Emerging from the launch cove onto West Lake

But the winds brought an advantage: the mosquitoes can’t fly in this stuff (the rangers said that this was a bad year for them.), so I decided to take some of the short hikes the Park offered.  Here are some pictures from those walks:

Ole gator sleeping on a log

Another gator in the clear water

Anhinga drying its wings

Egret preening

Purple Galinule

Tricolored Heron


Stork Landing

Black Vulture

Stork in Flight

Just before dark, I returned to the campsite, took a hot shower (they now have solar-heated hot water!), and fixed supper.  Just as I went into the tent to eat, someone called, “Is there anyone here?”  It was Park volunteer backcountry ranger John Buckley, a fellow Kruger paddler and WaterTribe lurker.  He lives on a houseboat in the back country and was just in for resupply.  He came over when he saw my Sea Wind on the car.

After our talk, I put on the tent fly since it was clouding up and read for about an hour before falling asleep.  The tent, a REI Halfdome, had been a mainstay of my camping for about five years.  It probably has about 200 nights on it.  Only the Hennessey Hamock gets out more.  It had been stored in the hot attic and the waterproofing felt sticky when I unpacked it.  I mention all of this because a rain squall came and hovered over Flamingo for about two hours during the night, and all my stuff was soaked.  I guess I need to move my tents and flys out of that hot attic! 

The next day, the forecast had the winds dropping to 15-20 kts and only a Small Craft Advisory posted.  Winds were out of the East, so I thought it would be a good day to reach (sail at approximately right angles to the wind) down through Murray-Clive and past Man O War Key.  Only the return from Murray to Flamingo would be upwind.  I rigged the boat with cover and outriggers and double-reefed the sail.  I had GPS, SPOT and EPIRB all on board for safety.  I had food and lights in case I was late in returning and foul weather gear in case the rains returned.  I had sunscreen and lip balm and broad-brimmed hat for sun protection.  I had a bilge pump and a sponge to get out excess water and four liters of drinking water.  I was prepared!

Then I sailed out of the harbor with the Flamingo bulkhead lined with observers.  As I passed in front of them, I realized that I didn’t have my life jacket!  I had to turn back and go back to the truck to get it.  Brain Fart!

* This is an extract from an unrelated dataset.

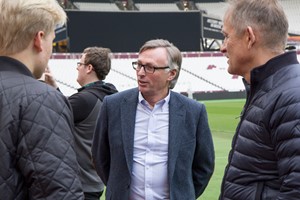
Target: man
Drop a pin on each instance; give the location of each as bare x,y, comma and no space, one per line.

Here is the video from the trip out:

Several items are worthy of note:

  •  Bearing WSW from the last Flamingo channel marker, you see a large key and then two smaller ones to the right of it.  Murray is the right end of the larger key.
  • After you go through the first pair of posts (one on the left and one on the right) coming toward Flamingo, you have to turn left, back toward the big key.  Then almost all of the posts are on your right.
  • Past Murray, the channel is almost dead straight until the little left and right around the end of Clive.
  • After Clive, you come into the deeper Man O War basin, which is relatively deep and clear, even when the wind is making the rest of the water cloudy.
  • Clive is covered with birds, and the rangers say this is a beautiful place during a full moon.  A good reason to make the long climb up onto the Johnson Key Chickee.

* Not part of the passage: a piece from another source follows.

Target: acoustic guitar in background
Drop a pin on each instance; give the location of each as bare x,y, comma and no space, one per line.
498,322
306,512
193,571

Coming back, the winds had increased and the tide was running fast.  Though the tide was in my favor, the wind was all of 20 in my face, and the waves were short, steep 3-4 feet, occasionally breaking.  Again, I had to quarter them to find the mean between having them break over the bow and broaching.

When I got back to Flamingo, there were phone calls telling me that a friend had died and that my wife had pneumonia.  Rather than stay the two more days that I had scheduled, I left in the dying light for the 900 mile drive home.  Another adventure in the books.  I still have to go to Crocodile Dragover.

Thursday, December 1, 2011


Here are some shots from yesterday afternoon on the Tennessee River at Nickajack.  2 mph current made the five mile paddle slow upstream and screaming downstream.

Construction on the old Nickajack Bridge

The old Hales Bar Dam and the quarry behind it.